The fine-tuning process began with the Llama2 model, a large language model pretrained by Meta, known for its robust performance in natural language processing tasks. The researchers utilized a dataset containing 967 pairs of English sentences, structured according to standard English grammatical rules, and Blissymbolics sentences. Blissymbolics sentences are composed using corresponding English words for Bliss symbols while adhering to the grammatical and syntactical rules of Blissymbolics. For example, the English sentence “I slowly move towards the blue lake” would be represented in Blissymbolics as “present: I move slowly towards lake blue.” This structural consistency was crucial for the model’s learning process.
The fine-tuning was executed on the Cedar cluster, a high-performance computing resource provided by the Digital Research Alliance of Canada. By iteratively training the model over four epochs, the team generated multiple versions of the fine-tuned model. Each version was tested to evaluate its performance in translating sentences between English and Blissymbolics. The evaluation criteria for the converted sentences included semantic coherence, novelty, creativity, fluency, and readability.
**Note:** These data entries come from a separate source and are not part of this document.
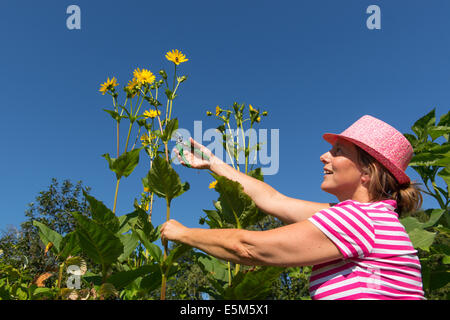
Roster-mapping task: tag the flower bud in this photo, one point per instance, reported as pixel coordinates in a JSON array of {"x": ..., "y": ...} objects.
[{"x": 163, "y": 74}]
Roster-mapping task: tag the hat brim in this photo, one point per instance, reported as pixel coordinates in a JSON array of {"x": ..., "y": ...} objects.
[{"x": 399, "y": 174}]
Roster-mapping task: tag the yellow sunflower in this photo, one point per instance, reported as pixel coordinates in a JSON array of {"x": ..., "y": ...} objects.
[
  {"x": 176, "y": 57},
  {"x": 151, "y": 113},
  {"x": 212, "y": 185},
  {"x": 108, "y": 85},
  {"x": 143, "y": 76},
  {"x": 145, "y": 140}
]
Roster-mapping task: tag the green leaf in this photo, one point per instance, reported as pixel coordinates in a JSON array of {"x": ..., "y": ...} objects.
[
  {"x": 48, "y": 235},
  {"x": 422, "y": 125},
  {"x": 430, "y": 159},
  {"x": 257, "y": 174},
  {"x": 69, "y": 245},
  {"x": 445, "y": 174},
  {"x": 435, "y": 215},
  {"x": 438, "y": 131},
  {"x": 114, "y": 114},
  {"x": 213, "y": 267},
  {"x": 170, "y": 128},
  {"x": 127, "y": 221},
  {"x": 214, "y": 219},
  {"x": 147, "y": 234},
  {"x": 125, "y": 164},
  {"x": 101, "y": 214},
  {"x": 129, "y": 242},
  {"x": 411, "y": 223},
  {"x": 124, "y": 278},
  {"x": 163, "y": 180},
  {"x": 99, "y": 243},
  {"x": 153, "y": 280},
  {"x": 253, "y": 285},
  {"x": 173, "y": 256},
  {"x": 237, "y": 207},
  {"x": 421, "y": 238}
]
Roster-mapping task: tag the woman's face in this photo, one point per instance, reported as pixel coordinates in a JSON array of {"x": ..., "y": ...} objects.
[{"x": 346, "y": 177}]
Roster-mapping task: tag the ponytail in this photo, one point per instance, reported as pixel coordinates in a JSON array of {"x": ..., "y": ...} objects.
[{"x": 384, "y": 186}]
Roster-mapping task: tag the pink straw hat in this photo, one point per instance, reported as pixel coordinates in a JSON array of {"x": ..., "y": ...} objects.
[{"x": 381, "y": 141}]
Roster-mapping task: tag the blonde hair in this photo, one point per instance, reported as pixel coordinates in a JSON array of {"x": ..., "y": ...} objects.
[{"x": 384, "y": 186}]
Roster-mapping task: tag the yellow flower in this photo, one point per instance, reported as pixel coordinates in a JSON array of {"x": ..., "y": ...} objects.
[
  {"x": 132, "y": 84},
  {"x": 108, "y": 85},
  {"x": 145, "y": 140},
  {"x": 143, "y": 76},
  {"x": 151, "y": 113},
  {"x": 176, "y": 57},
  {"x": 212, "y": 185}
]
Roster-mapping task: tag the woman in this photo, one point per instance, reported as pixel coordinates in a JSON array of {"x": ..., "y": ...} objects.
[{"x": 358, "y": 247}]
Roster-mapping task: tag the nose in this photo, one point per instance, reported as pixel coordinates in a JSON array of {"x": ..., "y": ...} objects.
[{"x": 325, "y": 158}]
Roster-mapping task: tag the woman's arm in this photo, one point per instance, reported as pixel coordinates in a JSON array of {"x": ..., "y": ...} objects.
[
  {"x": 269, "y": 200},
  {"x": 298, "y": 244}
]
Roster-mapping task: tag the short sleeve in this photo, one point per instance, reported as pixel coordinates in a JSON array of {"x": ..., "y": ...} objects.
[{"x": 348, "y": 227}]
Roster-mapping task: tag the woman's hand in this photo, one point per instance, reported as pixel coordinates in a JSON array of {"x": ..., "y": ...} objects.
[
  {"x": 172, "y": 230},
  {"x": 194, "y": 160}
]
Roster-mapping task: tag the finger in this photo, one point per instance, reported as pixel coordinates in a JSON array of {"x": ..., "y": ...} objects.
[{"x": 180, "y": 158}]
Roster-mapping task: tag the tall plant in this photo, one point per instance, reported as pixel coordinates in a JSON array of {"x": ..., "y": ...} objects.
[{"x": 429, "y": 229}]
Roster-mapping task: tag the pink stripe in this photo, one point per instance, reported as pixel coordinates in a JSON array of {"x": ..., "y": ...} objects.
[
  {"x": 388, "y": 264},
  {"x": 402, "y": 284},
  {"x": 392, "y": 238},
  {"x": 387, "y": 219},
  {"x": 324, "y": 274},
  {"x": 393, "y": 247},
  {"x": 339, "y": 278},
  {"x": 388, "y": 228},
  {"x": 342, "y": 242},
  {"x": 357, "y": 215},
  {"x": 378, "y": 296},
  {"x": 369, "y": 238},
  {"x": 355, "y": 237},
  {"x": 330, "y": 292},
  {"x": 402, "y": 275},
  {"x": 395, "y": 259}
]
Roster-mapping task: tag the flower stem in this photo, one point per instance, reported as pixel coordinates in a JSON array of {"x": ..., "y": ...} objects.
[
  {"x": 163, "y": 282},
  {"x": 115, "y": 196}
]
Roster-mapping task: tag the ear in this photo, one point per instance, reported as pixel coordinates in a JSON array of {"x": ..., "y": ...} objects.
[{"x": 365, "y": 176}]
The results were promising, with the models, particularly those trained for two and three epochs, demonstrating significant improvements in translation accuracy and fluency.
Looking ahead, the project aims to further enhance the model by expanding the dataset to include a broader variety of sentence structures and conducting more comprehensive evaluations. This ongoing work holds the potential to advance assistive communication technology, making Blissymbolics more accessible and easier to use for individuals relying on this unique language.